Jeremiah Golston, Texas Instruments Inc.(04/10/2006 9:00 AM EDT), EE Times
Today's demanding consumer video applications often require the high performance of system-on-chip integration, yet SoC processing engines have created new challenges for system developers. SoCs have traditionally been based on closed architectures, giving developers
few options for implementation; however, video applications ranging from consumer communications to multimedia products are becoming increasingly complex, requiring design flexibility for greater customization and ad- vanced feature updates.

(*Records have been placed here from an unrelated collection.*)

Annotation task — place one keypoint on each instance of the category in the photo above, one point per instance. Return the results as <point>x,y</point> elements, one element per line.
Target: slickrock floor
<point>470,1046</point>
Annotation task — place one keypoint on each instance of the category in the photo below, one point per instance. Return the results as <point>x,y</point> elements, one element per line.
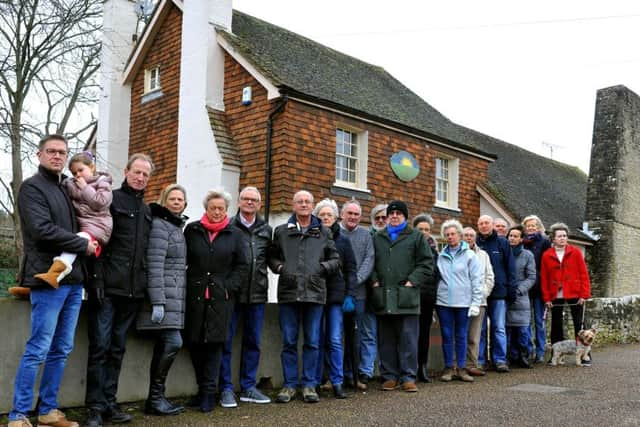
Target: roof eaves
<point>432,138</point>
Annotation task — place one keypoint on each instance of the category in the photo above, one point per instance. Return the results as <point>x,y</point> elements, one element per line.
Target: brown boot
<point>55,418</point>
<point>56,272</point>
<point>20,292</point>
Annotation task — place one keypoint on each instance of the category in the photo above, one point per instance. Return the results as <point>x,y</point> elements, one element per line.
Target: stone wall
<point>613,195</point>
<point>617,320</point>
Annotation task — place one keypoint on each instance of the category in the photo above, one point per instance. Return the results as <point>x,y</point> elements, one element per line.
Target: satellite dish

OEMs often need to use the same system platform across a range of products that are tailored for specific markets; or they may need to combine different applications in the same system, such as a security camera with object recognition, or an IPTV set-top box with integrated video phone or digital media adapter capabilities.
As multiple-application products continue to grow in number, system developers increasingly need SoC processors that have been designed with open architectures to meet the versatile, rapidly changing requirements of the consumer video market. Fortunately, a new type of SoC processor has appeared that integrates high performance and programmable cores, together with the essential memory and peripherals for building a wide range of consumer video systems.
The SoC architecture is based on a programmable digital signal processor with video-specific hardware acceleration that provides the computational performance needed for real-time compression-decompression algorithms (codecs) and other communications signal processing. Combining a RISC processor with the DSP adds control and user interface support, together with programming ease; and integrated video peripherals reduce system cost and simplify design.